In a digital power supply unit (PSU) there are several factors that impact loop gain performance that are specific to the microcontroller. These factors include maximum sampling rate, time required to execute compensator algorithm(s), sampling/conversion time of analog to digital converter (ADC), and microcontroller operating speed. For peak current mode control converters, the speed of the comparator and the accuracy/speed of the control digital to analog converter (DAC) will also have an impact on the PSU loop gain performance. All of these items need to be considered when selecting a microcontroller for a given application. Let’s take a look at how Microchip’s dsPIC33EP ‘GS’ devices can help improve loop gain performance for the next generation of power supplies.
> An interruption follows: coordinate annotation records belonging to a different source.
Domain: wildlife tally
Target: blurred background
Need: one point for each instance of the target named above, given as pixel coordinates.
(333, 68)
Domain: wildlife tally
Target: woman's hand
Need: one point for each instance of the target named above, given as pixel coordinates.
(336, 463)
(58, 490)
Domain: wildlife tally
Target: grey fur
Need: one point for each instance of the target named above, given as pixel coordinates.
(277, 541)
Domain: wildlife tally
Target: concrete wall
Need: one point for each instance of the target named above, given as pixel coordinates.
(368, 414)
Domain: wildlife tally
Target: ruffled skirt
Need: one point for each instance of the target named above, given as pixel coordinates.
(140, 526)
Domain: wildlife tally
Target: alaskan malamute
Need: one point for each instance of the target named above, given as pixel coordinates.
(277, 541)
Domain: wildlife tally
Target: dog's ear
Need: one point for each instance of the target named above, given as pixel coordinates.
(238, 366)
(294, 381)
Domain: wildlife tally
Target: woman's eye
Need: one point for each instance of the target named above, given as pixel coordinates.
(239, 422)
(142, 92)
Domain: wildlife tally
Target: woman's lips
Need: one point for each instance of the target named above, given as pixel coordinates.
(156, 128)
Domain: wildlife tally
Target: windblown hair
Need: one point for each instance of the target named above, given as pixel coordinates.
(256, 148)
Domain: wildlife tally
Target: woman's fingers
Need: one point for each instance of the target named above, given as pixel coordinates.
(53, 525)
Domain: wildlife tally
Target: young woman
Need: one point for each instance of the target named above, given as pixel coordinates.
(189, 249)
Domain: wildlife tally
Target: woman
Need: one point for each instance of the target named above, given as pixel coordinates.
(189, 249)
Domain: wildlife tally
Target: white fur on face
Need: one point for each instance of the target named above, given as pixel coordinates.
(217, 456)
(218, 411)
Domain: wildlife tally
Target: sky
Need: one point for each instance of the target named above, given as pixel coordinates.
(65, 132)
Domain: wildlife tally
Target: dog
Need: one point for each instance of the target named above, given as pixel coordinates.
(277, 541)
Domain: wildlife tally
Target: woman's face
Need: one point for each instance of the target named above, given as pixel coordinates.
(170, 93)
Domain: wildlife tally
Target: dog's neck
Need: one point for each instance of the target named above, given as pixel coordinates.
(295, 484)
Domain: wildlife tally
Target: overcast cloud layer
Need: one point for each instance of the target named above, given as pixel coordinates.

The most noticeable feature of the new dsPIC33EP devices is the increase in operation frequency. The operating frequency of the new dsPIC33EP devices has increased to 70MHz, which is a maximum increase of 20 million instructions per second (MIPS) over the existing dsPIC33FJ devices. If we take a control loop that executes at a rate of 250kHz and is 60 instructions, this consumes a total of 15MIPS or 30% of the available resources on the dsPIC33FJ devices. This same control loop code consumes only 20% of the available CPU resources on the new dsPIC33EP processor when executed at the same sampling frequency. If the same percentage of MIPS is consumed after migrating to the new dsPIC33EP devices then this allows the control loop to be executed at a rate of 350kHz. Further analysis shows that phase erosion is reduced by 29% at a given crossover frequency. See Figure 1 for calculation of phase erosion due to sampling vs. cross over frequency.
In most PSUs that employ a digital compensator, the control of the power stage is typically governed by a simple LDE. While the LDE approach is well known and commonly used, digital implementations are conducive to implementing nonlinear control algorithms. Nonlinear techniques, however, are beyond the scope of this article.